Third tradeoff: personalization vs caching. Pure personalized suggestions can't share cache entries across users — every user's results differ. Production systems split into a 'global suggestions' tier (cached, shared) and a 'personal re-ranking' tier (cheap, post-process the global top-50 with user features to pick a personalized top-10). Discuss this tradeoff: full personalization at autocomplete latency is expensive; the global + rerank pattern is the standard answer.

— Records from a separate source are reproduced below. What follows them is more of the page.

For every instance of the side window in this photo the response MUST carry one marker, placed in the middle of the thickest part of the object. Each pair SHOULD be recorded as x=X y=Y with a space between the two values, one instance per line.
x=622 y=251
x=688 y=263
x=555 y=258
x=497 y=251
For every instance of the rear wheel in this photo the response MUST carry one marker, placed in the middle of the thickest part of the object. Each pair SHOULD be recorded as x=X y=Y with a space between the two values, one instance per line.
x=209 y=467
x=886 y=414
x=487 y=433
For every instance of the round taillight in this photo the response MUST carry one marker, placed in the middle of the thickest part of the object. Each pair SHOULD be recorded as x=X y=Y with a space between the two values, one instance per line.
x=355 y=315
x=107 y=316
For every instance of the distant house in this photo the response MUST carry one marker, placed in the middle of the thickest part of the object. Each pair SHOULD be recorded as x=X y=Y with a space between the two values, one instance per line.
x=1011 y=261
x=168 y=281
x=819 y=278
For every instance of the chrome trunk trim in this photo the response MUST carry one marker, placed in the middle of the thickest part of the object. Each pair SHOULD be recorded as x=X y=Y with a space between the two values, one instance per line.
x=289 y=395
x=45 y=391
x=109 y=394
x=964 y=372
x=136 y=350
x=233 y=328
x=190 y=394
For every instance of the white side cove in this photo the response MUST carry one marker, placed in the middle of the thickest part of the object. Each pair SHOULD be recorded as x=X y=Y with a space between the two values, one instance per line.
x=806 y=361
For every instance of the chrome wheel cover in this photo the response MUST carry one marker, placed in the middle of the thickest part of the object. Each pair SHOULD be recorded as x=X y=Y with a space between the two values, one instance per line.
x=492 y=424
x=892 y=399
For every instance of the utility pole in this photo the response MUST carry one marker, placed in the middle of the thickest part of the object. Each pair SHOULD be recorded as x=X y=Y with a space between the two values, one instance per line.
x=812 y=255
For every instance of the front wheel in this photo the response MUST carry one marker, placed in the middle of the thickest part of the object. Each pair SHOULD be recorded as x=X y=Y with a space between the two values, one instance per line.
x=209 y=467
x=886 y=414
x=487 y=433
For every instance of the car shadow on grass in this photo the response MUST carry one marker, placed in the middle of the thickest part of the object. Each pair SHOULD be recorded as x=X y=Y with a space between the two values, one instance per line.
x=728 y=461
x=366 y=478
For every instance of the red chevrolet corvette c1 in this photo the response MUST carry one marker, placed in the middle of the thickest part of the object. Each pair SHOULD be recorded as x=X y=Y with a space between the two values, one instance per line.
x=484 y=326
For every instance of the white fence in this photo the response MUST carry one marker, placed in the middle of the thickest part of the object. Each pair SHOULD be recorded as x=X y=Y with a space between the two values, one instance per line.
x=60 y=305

Finally, content safety. Autocomplete shouldn't suggest hate speech, illegal content, or product-defaming spam. Solution: maintain a blocklist applied at trie-build time (filter out blacklisted queries before they reach the trie) plus an ML safety classifier scoring marginal suggestions. The blocklist is the floor; the classifier handles the long tail. Mention both layers.

Common mistakes

Building a basic trie without acknowledging memory cost at 10M+ entries — the compressed trie is the production answer
Computing top-N at query time by traversing all descendants — kills latency on common prefixes ('a', 'th')
Designing the aggregation pipeline as synchronous with serving — couples freshness to serving stability
Forgetting trending — interviewers will ask 'what about breaking news queries'
Skipping content-safety filtering — autocomplete is a known liability surface, and missing it is a hire-reduce signal

Likely follow-up questions

How would you support autocomplete in 50 languages including non-Latin scripts (Chinese, Arabic)?
How would you implement typo tolerance ('teh' → 'the')?
What changes if you have to support 1B users typing simultaneously?
How would you A/B test a new ranking model in autocomplete without harming the user experience?
How would you support entity completion ('barack' → 'barack obama' with rich snippet) vs raw text?

Related system design scenarios

Frequently asked questions

Is Design Search Autocomplete a common interview question?: Yes — it's a frequent senior+ system design at Google and Amazon, and the canonical 'show me you can design a data-structure-heavy system' question. Less common at Meta and snap, more common at search-product companies.
Do I need to know the trie variant by name (radix, Patricia, DAWG)?: Naming 'compressed trie' or 'radix tree' is enough. Drawing the exact compression algorithm is bonus signal; mostly interviewers want you to know why a plain trie wastes memory and to mention an alternative.
How long is the Design Autocomplete round?: 45–60 minutes. Senior rounds extend it with personalization, multilingual support, and content safety. Source: Glassdoor Google L5/L6 reports 2023–2024.
Should I cover spell-correction in Design Autocomplete?: If time permits in the last 10 minutes. Spell-correction adds an edit-distance lookup layer (e.g., a BK-tree) that runs in parallel with the trie lookup; merge results. Not required for hire, but signals depth.